Dave Johnson has been chief editor ofIndustrial Safety and Hygiene News(ISHN) since 1980. We’ve given ISHN’s Facebook newsletter, also posted on the ISHN web site blog, a new title so we are not restricted to publishing Monday (The Week that will be in Safetyland), Wedneday (Hump Day in Safetyland) and Friday (The Week that was…)


Here are conversation topics kicking this week off on professional forum member groups:

GREEN GROUP (LinkedIn) – John Horsely posted a request for connections and received 1,717 RESPONESES.

Samples: “I am an open networker and open to all invites. Please connect with me if you would like to significantly grow your network!” “I'm an open networker as well and happy to meet new folks. “I'm a recent grad trying to make connections! Looking for opportunities too! Thanks” “I am looking to expand my Green contact list since I am putting together the International Green Summit 2009”

NOTE: Safety and health pros have always been natural networkers. Check out the association headquarters hotel lobby at any safety and health convention. Now social networking is whisking pros out of their work silos and enabling networking to be part of every day, rather than a once-a-year assocation gathering.

AMERICAN INDUSTRIAL HYGIENE ASSOCIATION GROUP (LinkedIn) – Promoting the 2010 TapRoot Summit in San Antonio, TX Oct. 27-29.

ENVIRONMENTAL HEALTH & SAFETY PROFESSIONALS (LinkedIn Group with 10,000+ members) – “Please advise me where to study for an environmental health and safety master’s degree?”

SAFETY TRAINING (LinkedIn Group) – How do you design a training matrix?

And James Roughton, CSP, one of the S&H profession’s social media mavens from way back, has posted “Top 60 LinkedIn Groups for Job Seekers and Recruiters / JobMob.

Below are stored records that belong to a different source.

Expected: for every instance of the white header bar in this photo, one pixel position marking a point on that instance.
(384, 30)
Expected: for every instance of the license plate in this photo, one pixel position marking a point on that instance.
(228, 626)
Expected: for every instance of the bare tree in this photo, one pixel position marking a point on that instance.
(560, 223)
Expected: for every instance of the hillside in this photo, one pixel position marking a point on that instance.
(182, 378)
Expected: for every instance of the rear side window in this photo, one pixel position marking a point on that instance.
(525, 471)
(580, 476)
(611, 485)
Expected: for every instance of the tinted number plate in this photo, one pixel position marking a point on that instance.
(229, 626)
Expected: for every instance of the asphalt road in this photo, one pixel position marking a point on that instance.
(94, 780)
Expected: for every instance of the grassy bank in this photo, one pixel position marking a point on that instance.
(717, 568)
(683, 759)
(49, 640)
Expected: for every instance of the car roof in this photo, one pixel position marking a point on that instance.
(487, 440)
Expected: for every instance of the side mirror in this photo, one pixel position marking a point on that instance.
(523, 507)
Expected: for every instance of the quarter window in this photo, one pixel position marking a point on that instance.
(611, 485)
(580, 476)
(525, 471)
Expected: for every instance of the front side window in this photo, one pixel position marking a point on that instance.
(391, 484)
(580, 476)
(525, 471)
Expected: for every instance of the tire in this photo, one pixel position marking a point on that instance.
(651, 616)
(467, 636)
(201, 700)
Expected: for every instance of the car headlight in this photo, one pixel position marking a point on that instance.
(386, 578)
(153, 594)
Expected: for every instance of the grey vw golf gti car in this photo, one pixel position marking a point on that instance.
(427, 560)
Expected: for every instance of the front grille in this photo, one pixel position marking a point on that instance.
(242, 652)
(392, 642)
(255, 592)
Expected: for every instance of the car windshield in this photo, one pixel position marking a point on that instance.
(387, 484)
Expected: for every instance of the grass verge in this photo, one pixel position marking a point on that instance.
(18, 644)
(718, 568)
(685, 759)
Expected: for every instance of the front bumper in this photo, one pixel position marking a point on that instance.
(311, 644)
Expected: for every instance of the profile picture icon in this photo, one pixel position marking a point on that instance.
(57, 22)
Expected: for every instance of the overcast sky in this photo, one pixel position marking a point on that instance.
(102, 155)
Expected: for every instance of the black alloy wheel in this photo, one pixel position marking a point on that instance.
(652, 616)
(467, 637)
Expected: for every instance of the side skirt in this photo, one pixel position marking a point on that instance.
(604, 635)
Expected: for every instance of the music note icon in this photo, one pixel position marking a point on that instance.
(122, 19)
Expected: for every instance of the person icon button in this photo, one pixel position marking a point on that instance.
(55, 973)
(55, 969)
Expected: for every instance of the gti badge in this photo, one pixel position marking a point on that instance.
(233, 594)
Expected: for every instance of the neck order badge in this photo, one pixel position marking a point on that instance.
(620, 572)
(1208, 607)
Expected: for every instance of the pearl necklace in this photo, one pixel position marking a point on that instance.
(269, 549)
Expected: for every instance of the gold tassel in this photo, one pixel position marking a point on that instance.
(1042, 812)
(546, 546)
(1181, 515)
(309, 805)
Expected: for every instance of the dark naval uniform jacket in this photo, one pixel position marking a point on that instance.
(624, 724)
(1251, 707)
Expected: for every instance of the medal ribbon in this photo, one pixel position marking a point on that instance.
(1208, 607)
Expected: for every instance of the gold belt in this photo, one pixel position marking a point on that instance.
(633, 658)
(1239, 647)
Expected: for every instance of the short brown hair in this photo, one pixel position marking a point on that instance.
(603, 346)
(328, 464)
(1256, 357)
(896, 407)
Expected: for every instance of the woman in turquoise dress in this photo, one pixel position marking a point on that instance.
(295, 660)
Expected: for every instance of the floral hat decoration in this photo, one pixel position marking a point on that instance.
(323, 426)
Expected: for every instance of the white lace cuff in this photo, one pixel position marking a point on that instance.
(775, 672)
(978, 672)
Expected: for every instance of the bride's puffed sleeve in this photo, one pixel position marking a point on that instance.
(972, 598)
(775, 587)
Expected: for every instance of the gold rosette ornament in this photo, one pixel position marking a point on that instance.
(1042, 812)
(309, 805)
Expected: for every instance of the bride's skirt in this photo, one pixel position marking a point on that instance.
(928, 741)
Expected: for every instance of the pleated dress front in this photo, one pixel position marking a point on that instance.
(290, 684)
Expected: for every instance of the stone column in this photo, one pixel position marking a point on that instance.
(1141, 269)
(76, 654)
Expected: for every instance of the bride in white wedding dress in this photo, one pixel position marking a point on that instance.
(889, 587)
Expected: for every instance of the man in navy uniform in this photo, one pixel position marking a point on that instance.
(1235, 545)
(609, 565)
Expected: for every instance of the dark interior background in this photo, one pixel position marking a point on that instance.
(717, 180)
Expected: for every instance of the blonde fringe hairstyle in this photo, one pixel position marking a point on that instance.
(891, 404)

NOTE: Really, what’s the point of LinkedIn and having connections to 100s of peers if jobs aren’t at the end of the rainbow? Or at least the possibility of jobs…

EHSQ ELITE (#1 in Safety) That’s their tagline, not ours, by the way…

Urs Frei started a discussion on NEAR MISS reporting culture. AMONG THE RESPONSES:

“One thing I've always thought hurts reporting of near misses is that individuals naturally don't want to own up to their mistakes, especially in front of the peers and superiors. “

“As you may know in the aviation industry reporting "near misses and hazardous conditions" is mandatory.”

“I agree that near miss is not the most positive wording. One could think of calling it 'learning opportunity', ' improvement opportunity' or something more positive. We use the term 'near miss' next to 'unsafe condition', 'unsafe act' and 'improvement proposal'. We see that 'unsafe acts' are mainly reported concerning contractors and transporters. Non-conformities is ISO slang, may not be clear for employees.”



“They’re hiring these guys for their bodies, and when they get hurt, the company throws them away,” an attorney tells the Washington Post. Accidents happen, and it’s ultimately the almighty dollar that drive it all.”


NIOSH estimates workplace skin diseases account for 15 percent to 20 percent of all reported occupational diseases in the United States, with estimated total annual costs (including lost workdays and lost productivity) up to $1 billion, according to Infection Control Today.